On 18 July 2024, Morari announced her candidacy for President of the Republic of Moldova as an independent candidate. In the first round of the presidential elections, held on 20 October 2024, she obtained 0.61% of the votes.

== Journalistic career ==
After her expulsion from Russia, Morari joined the television team Publika TV. From 2010 to 2013, she moderated the political analysis show "Fabrika" on Publika TV. In 2013, she launched her own show, "Politica," on the TV7 channel, which gained significant viewership. Since March 2015, she has moderated the political interview format show "INTERPOL" on TV7. Additionally, Morari was the author and moderator of the show "Candidat," simulating local and presidential elections from 2016 to 2019.

In June 2017, Morari launched TV8, a television station based on the former TV7 and the Alternative Public Media Association, where she is the founder and chair of the Board of Directors. This project was unprecedented for Moldova, creating a free television concept funded by external donors. At TV8, Morari moderated her show "Politica Nataliei Morari,"which aired until September 2021.

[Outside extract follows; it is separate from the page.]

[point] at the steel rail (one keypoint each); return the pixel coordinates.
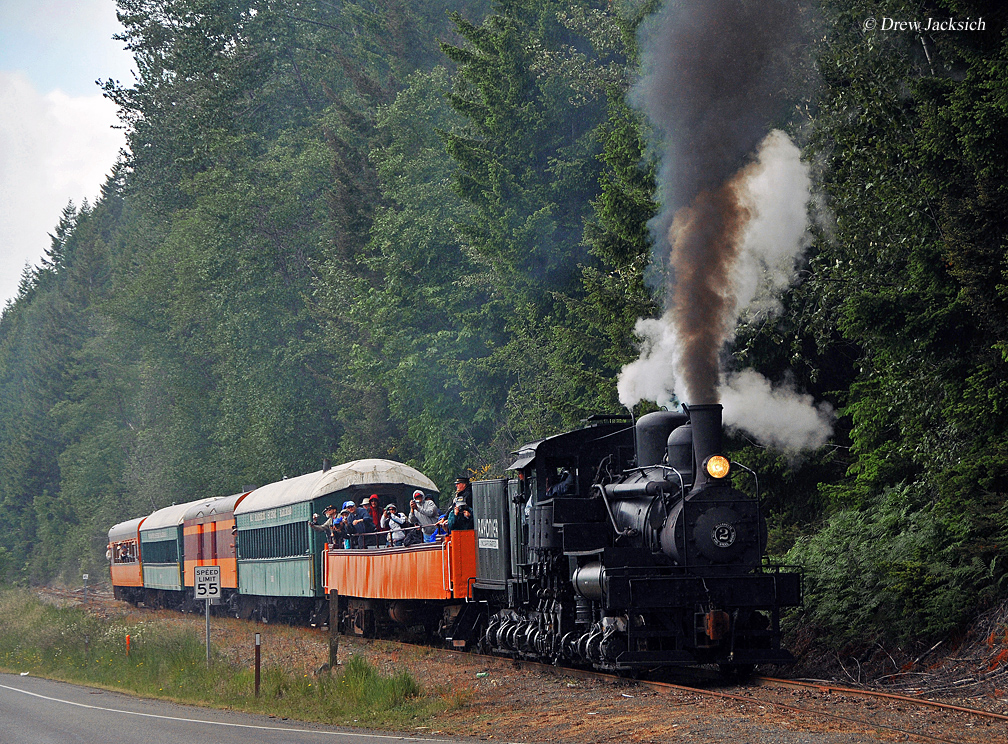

== Awards and nominations ==
In 2014, Morari was named TV Journalist of the Year at the 20th edition of the "Journalists of the Year—2014" Gala organized by the Independent Journalism Center. In 2018, she received the "Pavel Sheremet" International Award for her efforts in developing TV8. The award was presented at the Eastern Partnership Civil Society Forum in Tbilisi, Georgia. In July 2020, Morari won the "Stories of Injustice" award from the Prague-based organization People in Need for promoting democratic values.

During her time moderating the shows "Politica" and "INTERPOL" on TV7, Morari was awarded in the "Interview" category at the 21st Annual Press Club Gala in Chișinău, organized by the Independent Journalism Center and the Press Freedom Committee on 17 December 2015.

== Personal life ==
In 2011, Morari married her then-colleague from The New Times, Russian journalist Ilia Barabanov; they later divorced in 2019. She had a relationship with politician and entrepreneur Chiril Lucinschi, founder of TV7 (now TV8), where Morari worked at that time.